In another study, researchers at Tsinghua University addressed copper's tendency to oxidize at the nanoscale by developing a stable "superatom" cluster, [Cu₄₅ H₆ (C≡CR)₁₈ (OAc)₁₅], referred to as Cu₄₅. This cluster features a protective shell of organic ligands that resists heat and oxidation. Testing showed that the Cu₄₅ system achieved a high efficiency in converting carbon dioxide into multi-carbon products, with ethylene accounting for 58% of the output. This performance surpassed standard commercial copper nanoparticles by 17%.
Comparative Performance of Copper-Based Nanocatalysts
| Catalyst System | Primary Output | Key Innovation |
|---|---|---|
| S@Cu₅₀ Nanocluster | Methanol | Modulated Cu(I)/Cu(II) valence ratio |
| Cu₄₅ Superatom | Ethylene, Ethanol, Acetic Acid | Ligand-protected shell |
| Cu₁₄ Nanocluster | Variable Selectivity | Ligand engineering (PET vs CHT) |
Ligand Engineering and Stability
Scientists are also refining catalyst performance through "ligand engineering," which involves modifying molecules attached to the surface of copper clusters. A collaborative study involving the University of Adelaide, Tohoku University, and the Tokyo University of Science demonstrated that altering thiolate ligands on Cu₁₄ nanoclusters shifts product selectivity. According to Professor Yuichi Negishi, modifying these surfaces is a precise task, noting:
"However, it's very challenging since the geometry of the NCs was heavily dependent on the precise parts that we needed to alter. It was like trying to move a supporting pillar of a building."

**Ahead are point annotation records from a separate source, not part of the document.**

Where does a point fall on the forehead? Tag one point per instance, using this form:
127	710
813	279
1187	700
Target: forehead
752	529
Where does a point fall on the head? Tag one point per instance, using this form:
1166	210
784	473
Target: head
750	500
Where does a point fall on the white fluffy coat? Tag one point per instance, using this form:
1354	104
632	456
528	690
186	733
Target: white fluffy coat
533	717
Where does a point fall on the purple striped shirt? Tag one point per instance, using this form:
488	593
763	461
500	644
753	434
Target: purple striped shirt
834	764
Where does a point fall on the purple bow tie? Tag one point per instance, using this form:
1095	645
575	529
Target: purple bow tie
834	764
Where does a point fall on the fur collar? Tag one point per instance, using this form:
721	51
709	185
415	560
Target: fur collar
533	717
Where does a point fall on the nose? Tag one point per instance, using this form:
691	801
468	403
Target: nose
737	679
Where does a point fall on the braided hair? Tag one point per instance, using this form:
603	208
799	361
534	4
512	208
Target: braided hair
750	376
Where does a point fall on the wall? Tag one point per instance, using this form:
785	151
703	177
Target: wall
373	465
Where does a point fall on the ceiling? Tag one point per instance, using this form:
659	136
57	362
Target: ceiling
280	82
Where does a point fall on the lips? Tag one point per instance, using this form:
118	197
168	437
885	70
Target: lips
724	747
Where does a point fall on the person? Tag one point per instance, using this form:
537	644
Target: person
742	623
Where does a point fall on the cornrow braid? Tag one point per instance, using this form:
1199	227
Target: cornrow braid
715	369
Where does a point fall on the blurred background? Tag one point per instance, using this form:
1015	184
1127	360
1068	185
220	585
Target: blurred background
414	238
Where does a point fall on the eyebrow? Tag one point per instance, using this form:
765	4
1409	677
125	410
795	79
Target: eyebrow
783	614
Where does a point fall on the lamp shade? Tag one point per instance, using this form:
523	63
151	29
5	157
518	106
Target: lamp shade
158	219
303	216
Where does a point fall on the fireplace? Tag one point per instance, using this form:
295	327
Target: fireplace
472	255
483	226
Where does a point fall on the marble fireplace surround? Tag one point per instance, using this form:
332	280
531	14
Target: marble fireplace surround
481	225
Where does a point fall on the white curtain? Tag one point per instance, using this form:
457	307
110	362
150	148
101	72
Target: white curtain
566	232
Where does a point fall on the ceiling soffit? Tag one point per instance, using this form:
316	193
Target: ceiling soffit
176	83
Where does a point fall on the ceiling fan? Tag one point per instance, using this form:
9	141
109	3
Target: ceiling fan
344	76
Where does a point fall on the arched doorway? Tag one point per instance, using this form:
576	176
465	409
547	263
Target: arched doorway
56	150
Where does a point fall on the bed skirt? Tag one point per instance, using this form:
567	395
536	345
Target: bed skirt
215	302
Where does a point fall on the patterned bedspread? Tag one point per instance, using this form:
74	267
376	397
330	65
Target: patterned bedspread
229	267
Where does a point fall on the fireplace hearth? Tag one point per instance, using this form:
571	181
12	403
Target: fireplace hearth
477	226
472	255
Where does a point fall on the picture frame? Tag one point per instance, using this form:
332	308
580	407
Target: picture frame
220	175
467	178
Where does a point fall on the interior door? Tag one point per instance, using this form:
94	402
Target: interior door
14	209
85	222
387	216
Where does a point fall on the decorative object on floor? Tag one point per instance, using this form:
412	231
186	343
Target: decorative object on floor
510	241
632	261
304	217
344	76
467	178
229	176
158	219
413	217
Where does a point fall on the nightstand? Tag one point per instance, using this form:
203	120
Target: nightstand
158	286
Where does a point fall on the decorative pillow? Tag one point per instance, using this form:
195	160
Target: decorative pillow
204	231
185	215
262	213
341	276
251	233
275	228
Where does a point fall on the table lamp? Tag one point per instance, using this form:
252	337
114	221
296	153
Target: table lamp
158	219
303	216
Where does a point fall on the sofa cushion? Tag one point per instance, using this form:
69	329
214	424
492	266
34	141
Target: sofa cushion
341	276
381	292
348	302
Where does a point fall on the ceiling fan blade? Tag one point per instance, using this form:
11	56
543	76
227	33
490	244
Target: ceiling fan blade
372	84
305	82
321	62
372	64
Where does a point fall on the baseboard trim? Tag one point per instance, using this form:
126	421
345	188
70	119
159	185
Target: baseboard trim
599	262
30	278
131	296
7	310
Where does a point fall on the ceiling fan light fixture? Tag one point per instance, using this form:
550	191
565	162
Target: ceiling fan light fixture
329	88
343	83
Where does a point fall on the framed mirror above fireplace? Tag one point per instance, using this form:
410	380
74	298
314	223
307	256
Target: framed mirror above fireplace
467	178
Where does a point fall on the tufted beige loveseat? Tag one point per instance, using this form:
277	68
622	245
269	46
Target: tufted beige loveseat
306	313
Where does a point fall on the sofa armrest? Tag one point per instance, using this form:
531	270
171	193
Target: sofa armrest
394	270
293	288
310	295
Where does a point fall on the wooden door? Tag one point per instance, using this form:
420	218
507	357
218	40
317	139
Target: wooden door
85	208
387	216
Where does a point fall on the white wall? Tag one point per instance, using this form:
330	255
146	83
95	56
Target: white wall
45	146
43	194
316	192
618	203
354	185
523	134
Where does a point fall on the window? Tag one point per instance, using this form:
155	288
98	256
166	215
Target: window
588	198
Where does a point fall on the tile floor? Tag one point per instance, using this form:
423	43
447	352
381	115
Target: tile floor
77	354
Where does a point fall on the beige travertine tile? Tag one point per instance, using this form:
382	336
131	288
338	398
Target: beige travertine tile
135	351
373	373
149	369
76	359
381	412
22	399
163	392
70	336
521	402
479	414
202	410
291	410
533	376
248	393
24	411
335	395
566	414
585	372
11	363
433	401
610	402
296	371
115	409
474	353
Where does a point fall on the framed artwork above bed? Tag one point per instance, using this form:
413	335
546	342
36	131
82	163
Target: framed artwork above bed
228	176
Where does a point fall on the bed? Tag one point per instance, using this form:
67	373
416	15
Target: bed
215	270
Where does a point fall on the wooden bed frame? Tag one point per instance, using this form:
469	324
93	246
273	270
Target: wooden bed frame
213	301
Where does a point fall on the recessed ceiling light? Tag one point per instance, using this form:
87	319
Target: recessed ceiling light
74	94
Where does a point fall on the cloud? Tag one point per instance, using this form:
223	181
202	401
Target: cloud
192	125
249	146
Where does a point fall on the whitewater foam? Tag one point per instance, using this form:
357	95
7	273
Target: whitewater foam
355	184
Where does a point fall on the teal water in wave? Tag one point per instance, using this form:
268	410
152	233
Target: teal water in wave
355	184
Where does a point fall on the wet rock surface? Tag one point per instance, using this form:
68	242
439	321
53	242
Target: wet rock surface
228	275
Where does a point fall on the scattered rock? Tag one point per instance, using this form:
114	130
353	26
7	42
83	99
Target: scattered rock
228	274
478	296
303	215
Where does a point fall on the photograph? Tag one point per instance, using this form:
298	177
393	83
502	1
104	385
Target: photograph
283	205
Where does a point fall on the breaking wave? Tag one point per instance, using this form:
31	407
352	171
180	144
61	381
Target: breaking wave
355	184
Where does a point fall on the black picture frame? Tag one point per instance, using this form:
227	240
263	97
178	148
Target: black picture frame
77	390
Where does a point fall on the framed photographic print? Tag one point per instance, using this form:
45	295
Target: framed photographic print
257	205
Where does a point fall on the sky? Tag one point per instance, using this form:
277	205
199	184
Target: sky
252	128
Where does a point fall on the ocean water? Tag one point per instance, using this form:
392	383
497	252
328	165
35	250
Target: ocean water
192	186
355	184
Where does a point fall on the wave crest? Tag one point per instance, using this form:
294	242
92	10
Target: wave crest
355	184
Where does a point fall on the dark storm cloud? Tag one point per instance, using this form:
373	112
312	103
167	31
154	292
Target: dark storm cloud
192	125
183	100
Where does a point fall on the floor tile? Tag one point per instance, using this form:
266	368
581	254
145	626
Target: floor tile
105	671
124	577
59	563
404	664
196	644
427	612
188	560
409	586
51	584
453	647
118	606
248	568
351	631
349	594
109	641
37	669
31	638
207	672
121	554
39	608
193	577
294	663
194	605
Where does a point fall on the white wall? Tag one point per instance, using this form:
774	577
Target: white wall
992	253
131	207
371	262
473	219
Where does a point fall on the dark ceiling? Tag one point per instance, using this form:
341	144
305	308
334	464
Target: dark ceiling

Yuichi Negishi, Professor at Tohoku University, via Tohoku University
Experts note that while these atomic-level modifications show promise in laboratory settings, challenges remain. As highlighted by researchers at Khalifa University, the next stage of development involves achieving high selectivity at industrial scales. The objective is to design systems that can consistently produce high-purity chemicals to prove the industrial viability of these atomic-level design strategies.